Il grande drammaturgo e teorico, chiamato a dirigere nel 1767 il Nationaltheater di Amburgo, scrisse nella città anseatica la Hamburgische Dramaturgie che pose le basi del teatro moderno; Lessing, autore di Nathan il saggio, campione dell’Illuminismo tollerante e sodale di personalità quali Moses Mendelsohn e Johann Kaspar Lavater, rappresenta l’anima aperta, libertaria e multiculturale della Germania: percorrendo il porto verso le antiche banchine d’attracco (le Landungsbrücken) ho visto ripetuto sull’asfalto una decina di volte a distanze regolari questo motto: kein Mensch ist illegal – nessun essere umano è illegale. Eccola la Germania che più amo, poliglotta e accogliente, aperta al mondo, curiosa dell’altro: una mano ignota ha voluto imprimere con lo stencil un’idea che purtroppo è ancora necessario ribadire e l’ha voluto fare in un porto, luogo aperto per eccellenza.
Speicherstadt significa “città dei magazzini”, perché nei grandi edifici di mattoni rossi lungo i Fleete (i canali) venivano immagazzinate le merci in arrivo o in partenza; oggi quegli edifici ospitano teatri, atelier, musei. Ma Amburgo non è solo il suo porto e il suo centro: nei quartieri periferici, negli antichi quartieri operai ricostruiti dopo la guerra, si può incrociare forse lo spirito di un grande scrittore che, appunto, preferiva l’Amburgo operaia a quella imbalsamata nelle cartoline per turisti: Arno Schmidt. Ed egli, eccelso genio della parola, fu anche fotografo sapiente dei paesaggi d’acque e di boschi della Germania settentrionale; amava compiere passeggiate portando con sé il binocolo; scrittore dallo sguardo analitico, dalla sintassi che sembra agglomerare galassie di senso. Trascorse i primi 14 anni ad Amburgo, quelli decisivi nei quali si formano carattere ed inclinazione di un individuo.

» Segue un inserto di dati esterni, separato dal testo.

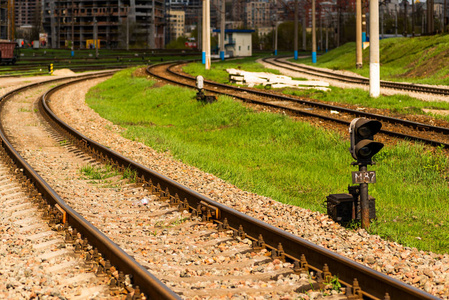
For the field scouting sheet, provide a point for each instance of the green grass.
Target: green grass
(272, 155)
(398, 104)
(418, 60)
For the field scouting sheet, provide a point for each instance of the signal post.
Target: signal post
(363, 148)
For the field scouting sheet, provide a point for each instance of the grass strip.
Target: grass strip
(398, 104)
(418, 60)
(272, 155)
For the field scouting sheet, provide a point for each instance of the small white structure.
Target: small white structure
(275, 81)
(237, 42)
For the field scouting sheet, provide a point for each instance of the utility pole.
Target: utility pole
(321, 31)
(382, 21)
(327, 35)
(206, 33)
(147, 20)
(296, 31)
(413, 17)
(405, 18)
(358, 32)
(276, 38)
(374, 64)
(222, 30)
(396, 20)
(313, 32)
(304, 31)
(97, 43)
(73, 31)
(200, 31)
(444, 14)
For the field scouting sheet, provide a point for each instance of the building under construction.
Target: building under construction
(114, 23)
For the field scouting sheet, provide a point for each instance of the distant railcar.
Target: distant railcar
(8, 53)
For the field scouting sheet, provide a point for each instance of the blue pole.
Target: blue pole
(363, 38)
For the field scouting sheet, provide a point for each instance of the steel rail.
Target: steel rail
(356, 113)
(373, 283)
(148, 283)
(358, 80)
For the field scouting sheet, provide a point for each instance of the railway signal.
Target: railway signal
(363, 147)
(357, 204)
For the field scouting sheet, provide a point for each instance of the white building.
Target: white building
(237, 42)
(176, 20)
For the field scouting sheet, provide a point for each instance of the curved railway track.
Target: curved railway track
(277, 260)
(392, 126)
(323, 73)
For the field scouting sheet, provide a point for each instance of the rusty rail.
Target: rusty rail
(148, 284)
(375, 285)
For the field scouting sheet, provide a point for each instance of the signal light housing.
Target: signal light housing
(363, 147)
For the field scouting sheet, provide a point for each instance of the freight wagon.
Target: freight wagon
(8, 53)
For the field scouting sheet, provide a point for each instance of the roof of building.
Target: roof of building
(236, 30)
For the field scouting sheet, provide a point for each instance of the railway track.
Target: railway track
(299, 106)
(196, 246)
(323, 73)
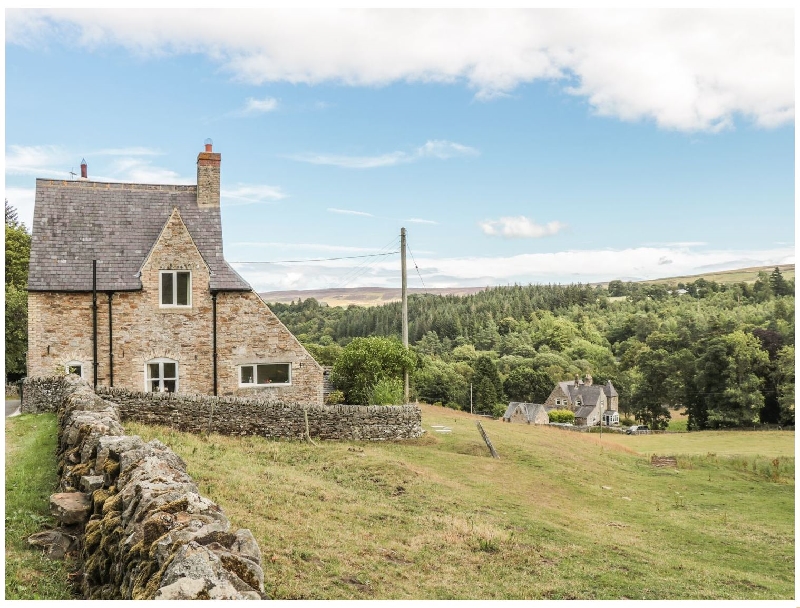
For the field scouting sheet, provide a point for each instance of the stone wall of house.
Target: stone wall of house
(256, 335)
(60, 331)
(146, 531)
(251, 416)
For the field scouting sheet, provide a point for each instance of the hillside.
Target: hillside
(360, 296)
(375, 296)
(559, 516)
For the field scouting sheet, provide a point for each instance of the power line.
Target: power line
(415, 263)
(362, 268)
(347, 257)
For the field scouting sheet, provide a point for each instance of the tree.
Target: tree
(18, 253)
(528, 385)
(488, 387)
(778, 284)
(365, 362)
(729, 381)
(785, 383)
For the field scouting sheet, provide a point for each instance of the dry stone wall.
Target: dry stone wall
(251, 416)
(146, 531)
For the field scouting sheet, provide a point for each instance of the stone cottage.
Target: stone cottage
(587, 400)
(128, 287)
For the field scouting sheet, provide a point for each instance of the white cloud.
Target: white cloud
(349, 212)
(116, 164)
(440, 149)
(586, 266)
(519, 228)
(689, 70)
(259, 106)
(244, 194)
(22, 199)
(352, 162)
(306, 247)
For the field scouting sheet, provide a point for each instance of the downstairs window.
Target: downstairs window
(265, 374)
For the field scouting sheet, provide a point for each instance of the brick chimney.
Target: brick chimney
(208, 163)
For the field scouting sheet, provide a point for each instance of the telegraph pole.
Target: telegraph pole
(404, 296)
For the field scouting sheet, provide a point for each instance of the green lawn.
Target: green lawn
(30, 479)
(561, 514)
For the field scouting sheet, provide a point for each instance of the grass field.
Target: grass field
(30, 479)
(561, 515)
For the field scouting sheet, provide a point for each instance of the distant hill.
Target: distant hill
(360, 296)
(375, 296)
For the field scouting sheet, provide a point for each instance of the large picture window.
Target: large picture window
(74, 367)
(162, 376)
(176, 288)
(265, 374)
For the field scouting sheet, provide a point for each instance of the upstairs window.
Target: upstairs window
(162, 376)
(74, 367)
(265, 374)
(175, 288)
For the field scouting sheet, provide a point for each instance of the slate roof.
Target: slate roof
(529, 409)
(117, 224)
(584, 411)
(589, 395)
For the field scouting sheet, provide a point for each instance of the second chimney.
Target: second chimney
(208, 164)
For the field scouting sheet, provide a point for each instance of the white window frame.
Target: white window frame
(174, 274)
(69, 364)
(255, 384)
(148, 387)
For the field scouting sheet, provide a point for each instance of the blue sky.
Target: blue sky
(539, 146)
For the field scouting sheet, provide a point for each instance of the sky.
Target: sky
(536, 146)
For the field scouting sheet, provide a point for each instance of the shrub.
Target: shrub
(499, 409)
(561, 416)
(388, 391)
(334, 398)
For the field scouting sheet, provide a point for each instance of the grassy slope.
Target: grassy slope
(438, 518)
(30, 479)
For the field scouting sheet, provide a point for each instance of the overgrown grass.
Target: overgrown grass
(30, 479)
(561, 515)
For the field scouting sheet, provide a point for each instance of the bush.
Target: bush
(388, 391)
(334, 398)
(499, 409)
(564, 416)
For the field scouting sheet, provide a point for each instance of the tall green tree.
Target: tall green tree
(488, 388)
(365, 362)
(778, 284)
(528, 385)
(785, 372)
(18, 253)
(730, 380)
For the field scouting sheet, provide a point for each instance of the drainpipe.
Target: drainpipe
(214, 336)
(110, 343)
(94, 321)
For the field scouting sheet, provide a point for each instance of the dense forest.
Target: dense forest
(724, 353)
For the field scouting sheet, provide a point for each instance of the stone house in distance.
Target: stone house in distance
(587, 400)
(160, 310)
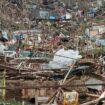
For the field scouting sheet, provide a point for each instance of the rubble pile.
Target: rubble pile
(52, 52)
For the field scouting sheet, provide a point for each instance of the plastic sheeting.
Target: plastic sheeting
(63, 59)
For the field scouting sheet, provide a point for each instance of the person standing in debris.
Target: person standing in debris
(3, 36)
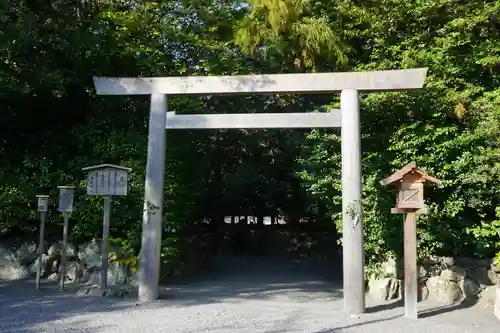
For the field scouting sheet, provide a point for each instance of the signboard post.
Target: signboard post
(106, 180)
(350, 84)
(409, 182)
(43, 207)
(66, 198)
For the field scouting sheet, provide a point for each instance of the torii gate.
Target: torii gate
(348, 118)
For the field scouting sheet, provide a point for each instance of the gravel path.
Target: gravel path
(245, 295)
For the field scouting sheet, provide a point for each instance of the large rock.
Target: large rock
(453, 274)
(112, 291)
(469, 287)
(443, 290)
(11, 267)
(384, 289)
(423, 293)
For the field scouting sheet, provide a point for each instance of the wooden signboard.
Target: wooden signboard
(409, 182)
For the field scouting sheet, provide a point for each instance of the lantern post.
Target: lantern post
(409, 182)
(66, 198)
(43, 207)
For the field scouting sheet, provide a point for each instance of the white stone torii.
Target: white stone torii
(349, 84)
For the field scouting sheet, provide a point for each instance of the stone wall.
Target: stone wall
(83, 263)
(442, 280)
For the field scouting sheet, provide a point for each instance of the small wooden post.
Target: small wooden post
(66, 198)
(43, 207)
(106, 180)
(410, 201)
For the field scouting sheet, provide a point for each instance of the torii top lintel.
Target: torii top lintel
(410, 167)
(389, 80)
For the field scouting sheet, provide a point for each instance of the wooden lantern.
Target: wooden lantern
(409, 182)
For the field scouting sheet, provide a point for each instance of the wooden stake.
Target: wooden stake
(149, 268)
(410, 263)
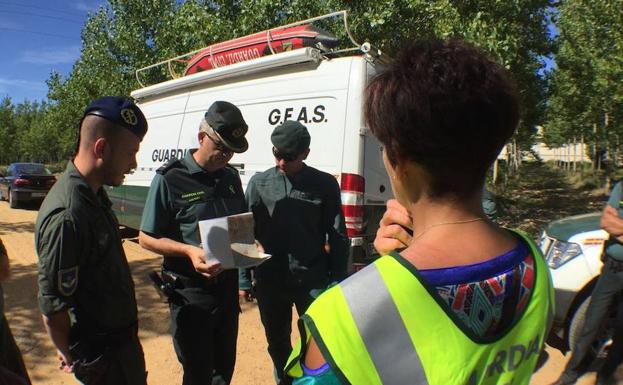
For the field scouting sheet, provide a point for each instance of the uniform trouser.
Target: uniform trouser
(609, 285)
(275, 304)
(10, 356)
(615, 353)
(205, 329)
(124, 365)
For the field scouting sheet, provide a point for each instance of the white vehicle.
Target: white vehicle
(321, 88)
(572, 247)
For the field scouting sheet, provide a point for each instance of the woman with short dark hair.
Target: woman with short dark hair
(465, 302)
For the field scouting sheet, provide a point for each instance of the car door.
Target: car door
(3, 186)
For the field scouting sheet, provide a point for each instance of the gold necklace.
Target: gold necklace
(447, 223)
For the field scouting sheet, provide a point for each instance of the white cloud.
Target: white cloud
(9, 24)
(51, 56)
(8, 84)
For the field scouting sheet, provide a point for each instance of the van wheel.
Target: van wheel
(12, 200)
(599, 348)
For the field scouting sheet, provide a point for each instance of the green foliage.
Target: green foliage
(124, 35)
(586, 95)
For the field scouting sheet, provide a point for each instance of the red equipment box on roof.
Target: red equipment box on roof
(258, 45)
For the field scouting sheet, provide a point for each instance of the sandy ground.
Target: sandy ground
(253, 364)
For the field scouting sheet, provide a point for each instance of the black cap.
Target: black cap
(226, 121)
(120, 111)
(291, 137)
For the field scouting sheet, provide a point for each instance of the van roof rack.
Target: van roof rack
(365, 48)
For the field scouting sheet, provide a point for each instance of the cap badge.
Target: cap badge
(129, 116)
(238, 132)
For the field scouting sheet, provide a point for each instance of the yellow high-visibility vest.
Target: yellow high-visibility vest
(385, 325)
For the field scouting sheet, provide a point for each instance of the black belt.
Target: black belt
(614, 264)
(180, 281)
(113, 339)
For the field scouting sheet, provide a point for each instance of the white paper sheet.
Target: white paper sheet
(230, 241)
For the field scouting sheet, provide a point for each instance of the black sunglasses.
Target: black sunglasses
(284, 155)
(220, 146)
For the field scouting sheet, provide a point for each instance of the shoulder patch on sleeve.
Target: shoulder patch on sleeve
(232, 169)
(169, 165)
(68, 281)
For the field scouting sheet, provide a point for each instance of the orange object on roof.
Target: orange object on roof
(258, 45)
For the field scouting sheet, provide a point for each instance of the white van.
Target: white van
(572, 247)
(320, 89)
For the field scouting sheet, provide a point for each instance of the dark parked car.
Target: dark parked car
(25, 182)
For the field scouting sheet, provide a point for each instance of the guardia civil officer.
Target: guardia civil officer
(297, 211)
(204, 311)
(12, 368)
(465, 302)
(607, 290)
(86, 292)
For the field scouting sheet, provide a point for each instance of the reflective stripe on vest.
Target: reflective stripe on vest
(346, 320)
(393, 355)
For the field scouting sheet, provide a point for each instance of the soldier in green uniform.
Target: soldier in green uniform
(86, 292)
(204, 309)
(606, 294)
(297, 211)
(12, 368)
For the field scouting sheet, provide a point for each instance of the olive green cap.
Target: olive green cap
(291, 137)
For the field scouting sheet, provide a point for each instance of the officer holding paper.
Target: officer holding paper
(204, 316)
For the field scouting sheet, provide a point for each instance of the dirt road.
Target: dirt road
(253, 365)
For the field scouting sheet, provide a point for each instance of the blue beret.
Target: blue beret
(120, 111)
(291, 137)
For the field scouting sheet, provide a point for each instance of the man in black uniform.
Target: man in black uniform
(297, 212)
(12, 368)
(607, 290)
(204, 311)
(86, 292)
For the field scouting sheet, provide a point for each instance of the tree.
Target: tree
(124, 35)
(586, 94)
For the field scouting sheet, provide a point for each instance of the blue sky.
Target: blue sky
(41, 36)
(36, 38)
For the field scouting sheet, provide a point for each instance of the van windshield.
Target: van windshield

L’opera della sua vita, Zettels Traum (il sogno di Zettel) è un monstrum che gareggia con Finnegan’s wake di Joyce, Horcynus Orca di D’Arrigo e Rayuela di Cortázar e Paradiso di Lezama Lima per l’estremismo del progetto, per l’ambizione a esaurire in un’opera letteraria tutta la realtà. Perché Amburgo sa suggerire l’azzardo di tracciare una scrittura-mondo, la scommessa della mente di discendere negli inferi dell’esistere.
grazie, Antonio, per questo prezioso excursus su una città che sbirciai molti inverni fa sotto la neve e il ghiaccio con la visione stupefacente e indimenticabile del suo immenso porto. Grazie per avermela fatta sapientemente rivedere,
mi associo, lucetta, a questo; descrizioni ispirate, eccelso il brano e supertip Arno Schmidt! <3
Sono io a ringraziare, grato, entrambe, ma anche tutte coloro e tutti coloro che leggono le proposte della “Dimora del Tempo sospeso”.
Su Arno Schmidt tornerò senz’altro.
Leggo con stupore questo che mi appare come un insolito diario di viaggio, denso di memori, visioni d’arte e riflessioni , da conservare prezioso per un mio futuro -chissà- attraversamento anche solo onirico, di queste bellissime città. Alla prossima , Antonio, grazie.
Pardon: Denso di memorie
Annamaria carissima, non mi stancherò mai di esprimere la mia gratitudine per chi ha voglia di leggere i miei testi.
Colgo qui anche l’occasione per ringraziare pubblicamente Francesco Marotta di avermi invitato a collaborare direttamente alla Dimora: questo è motivo per me d’immenso onore e fonte di un’energia intellettuale ed etica che mi sforzerò d’impiegare al meglio.